A Primary Plan is a Group Health Benefit Plan, an individual health benefit plan, or a governmental health plan designed to be the first payor of claims for an Insured Person prior to the responsibility of this Plan. The plan needs to be a renewable, major medical plan that is ACA compliant. (Medicare and Medicaid do not constitute primary health care for the Select plan.) Note: Most individual health insurance policies explicitly require that you meet the ongoing eligibility criteria for the policy. Eligibility sometimes hinges upon being a resident or living in the plan service area. Definitions can vary but if you no longer reside, live or work in the service area your coverage may terminate after 60 days or based on the last billing cycle in which your eligibility changed. It is recommended that you thoroughly review your primary plans certificate of insurance to fully understand the type of coverage offered when you are out of your service area.
What is the Global Citizens Association?
The Global Citizens Association (GCA) is a non-profit association located in Washington, D.C. serving the needs of the globally mobile with the goal of helping its members successfully pursue international living experiences through safe and healthy world travel that increase cross-cultural understanding.
Founded in 1994 to serve international students, the GCA has grown to encompass world travelers and expatriates in all corners of the globe. The Association has sponsored GeoBlue and affiliated insurance programs for travelers for more than 25 years and is organized as a not-for-profit corporation under the laws of the District of Columbia. More information can be found here: http://www.gcassociation.org.
Do these plans meet the Affordable Care Acts requirement for Minimum Essential Coverage?
Essential and Select plans are designed for international living and do not provide Minimum Essential Coverage required under the Affordable Care Act (ACA). Select members must retain their U.S. domestic coverage in order to be eligible and may thereby satisfy the ACA individual mandate. There is no need to purchase a policy with Minimum Essential Coverage if you are outside the U.S. for 330 days or more in a calendar year.
These plans can be 1) accepted, 2) (Essential Plan only) accepted with a rate increase, or 3) denied based on the health history of the applicant(s). A waiting period for pre-existing conditions applies unless you have 6 months of prior creditable coverage.

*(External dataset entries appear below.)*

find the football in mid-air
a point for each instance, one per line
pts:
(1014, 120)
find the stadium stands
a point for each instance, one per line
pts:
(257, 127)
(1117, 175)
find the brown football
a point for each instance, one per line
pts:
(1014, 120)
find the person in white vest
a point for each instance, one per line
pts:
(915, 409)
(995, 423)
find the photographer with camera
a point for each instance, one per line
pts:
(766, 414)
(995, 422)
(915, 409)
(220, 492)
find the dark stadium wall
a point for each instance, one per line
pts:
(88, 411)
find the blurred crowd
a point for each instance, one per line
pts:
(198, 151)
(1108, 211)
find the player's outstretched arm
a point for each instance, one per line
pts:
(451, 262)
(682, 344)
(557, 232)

Visit HTH Affordable Care Act FAQ's for more information.
- Does this plan meet all Schengen Visa requirements?
Yes, HTH plans meet all of the Schengen Visa requirements. If you will be traveling to any of the countries within the Schengen area and depending on your nationality, you may be required to show proof that your insurance plan has certain benefits. HTH can provide you with a Visa letter that you can use as proof to show the consulate that your policy meets all the Schengen visa requirements. The Visa letter contains all the specific wording the consulate is looking for.
The countries within the Schengen area requiring a short-stay visa and proof of insurance include Austria, Belgium, Czech Republic, Denmark, Estonia, Finland, France and Monaco, Germany, Greece, Hungary, Iceland, Italy, Latvia, Liechtenstein, Lithuania, Luxembourg, Malta, Netherlands, Norway, Poland, Portugal, Slovakia, Slovenia, Spain, Sweden, Switzerland. See the most current list of countries within the Schengen area and find out which nationalities require a visa and Schengen travel health insurance.
Where can I read the fine print?
To see plan definitions, limitations or to review a sample certificate visit: hthtravelinsurance.com/gl_citizen/cert_landing.cfm.